Dirtipidter Bareskrim Polri, Brigjen Mohammad Irhamni, mengungkapkan penggeledahan dilakukan pada Senin (17/8) malam. Operasi ini merupakan pengembangan dari penangkapan dua warga negara (WN) India yang sebelumnya terlibat penyelundupan emas.
"Mereka beroperasi di sini, sesuai dengan keterangan saksi masyarakat sekitar, kurang lebih delapan bulan. Tetapi kami akan pastikan lagi dari perlintasan mereka di Imigrasi," kata Irhamni melalui keterangannya, Selasa (18/8/2026).
SCROLL TO CONTINUE WITH CONTENT
Irhamni menjelaskan ruko empat lantai tersebut memiliki fungsi yang terorganisasi di setiap tingkatnya. Lantai satu digunakan untuk transaksi penerimaan emas batangan dari seluruh Indonesia, sedangkan lantai dua sebagai gudang logistik dan penyimpanan brankas.
"Kemudian di lantai tiganya adalah tempat bos istirahat mereka, dan lantai empat terakhir tempat pengolahan, pemurnian sehingga mereka bisa membentuk dari balok emas tadi menjadi bubuk untuk menghindari pemeriksaan di Bandara Soekarno-Hatta, rekan-rekan," ungkap Irhamni.
Dalam penggeledahan tersebut, polisi menemukan sejumlah alat bukti mulai dari timbangan, mesin penghitung uang, mesin cek kadar emas, tungku peleburan induksi, hingga alat pelindung diri las. Polisi juga menemukan satu set mesin jahit merek Typist dan puluhan pakaian dalam yang telah dimodifikasi.
"Kemudian ada mesin jahit yang digunakan untuk memodifikasi celana dalam, ada bagian khusus yang bisa untuk menyimpan bubuk atau serbuk tadi," rincinya.

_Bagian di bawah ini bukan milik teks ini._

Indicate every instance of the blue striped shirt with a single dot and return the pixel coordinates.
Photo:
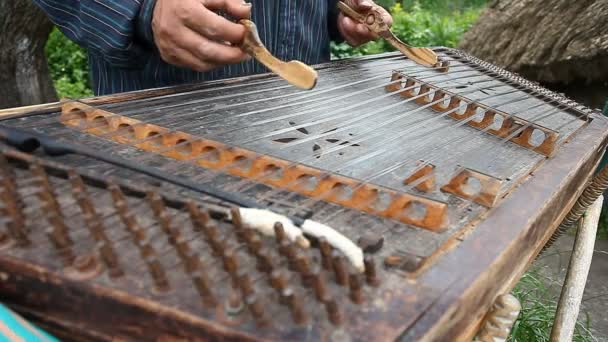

"Kemudian alat untuk mengubah bentuk emas yang batangan untuk dihancurkan. Ada beberapa alat untuk blender ya, blender untuk menghaluskan atau untuk membuat membentuk sebagai bubuk," sambung Irhamni.

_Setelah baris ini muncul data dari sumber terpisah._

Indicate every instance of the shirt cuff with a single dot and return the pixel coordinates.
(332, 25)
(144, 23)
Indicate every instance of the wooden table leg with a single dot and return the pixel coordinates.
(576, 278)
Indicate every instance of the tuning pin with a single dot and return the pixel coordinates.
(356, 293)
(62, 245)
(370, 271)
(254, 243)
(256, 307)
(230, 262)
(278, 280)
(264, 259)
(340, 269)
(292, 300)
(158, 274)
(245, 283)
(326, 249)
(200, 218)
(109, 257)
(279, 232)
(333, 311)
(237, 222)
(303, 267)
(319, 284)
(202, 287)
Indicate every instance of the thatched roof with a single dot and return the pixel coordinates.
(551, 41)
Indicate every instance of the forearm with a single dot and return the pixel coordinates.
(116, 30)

Modus Hancurkan Emas Jadi Serbuk
Irhamni menjelaskan para pelaku menghancurkan emas batangan menjadi serbuk. Serbuk tersebut kemudian dicampur dengan zat kimia dan pewarna khusus hingga teksturnya berubah menyerupai gel.
"Di situ kemudian diberikan pewarna sesuai dengan jenis kainnya, kemudian diberikan obat kimia dan pewarna sehingga serbuk emas menjadi seperti gel," jelasnya.

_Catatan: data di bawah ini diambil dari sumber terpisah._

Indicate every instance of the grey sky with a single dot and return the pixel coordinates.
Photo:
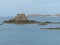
(12, 7)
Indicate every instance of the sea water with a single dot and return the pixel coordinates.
(30, 34)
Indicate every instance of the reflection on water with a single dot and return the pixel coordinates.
(30, 34)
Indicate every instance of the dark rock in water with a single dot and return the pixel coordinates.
(51, 28)
(21, 19)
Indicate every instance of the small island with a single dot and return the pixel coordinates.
(21, 19)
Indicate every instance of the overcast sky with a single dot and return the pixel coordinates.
(12, 7)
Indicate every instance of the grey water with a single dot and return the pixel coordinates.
(30, 34)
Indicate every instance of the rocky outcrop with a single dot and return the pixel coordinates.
(21, 19)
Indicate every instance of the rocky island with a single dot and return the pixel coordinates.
(21, 19)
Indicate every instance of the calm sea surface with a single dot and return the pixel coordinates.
(30, 34)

Emas yang telah berbentuk gel ini kemudian dimasukkan ke dalam celana dalam dan bra yang telah dimodifikasi sedemikian rupa. Penggunaan zat kimia dan pewarna ini bertujuan untuk mengelabui pemeriksaa petugas di Bandara Soekarno-Hatta.
"Sehingga tidak terdeteksi sebagai logam di x-ray bandara. Dan ketika diraba atau digeledah, terkesan tidak seperti logam, tetapi seperti kulit biasa atau kenyal," terang Irhamni.
Bareskrim, lanjut dia, kini tengah berkoordinasi dengan pihak Imigrasi, Bea Cukai, dan PPATK untuk menelusuri aliran transaksi keuangan serta perlintasan para pelaku.
"Terkait White Classic Gold sendiri, untuk administrasinya semua ada di situ. Transaksinya ada, kemudian diperbankannya seperti apa, di sini kami coba mengembangkan untuk melakukan pengejaran siapa yang harus bertanggung jawab untuk ini tadi," imbuh Irhamni.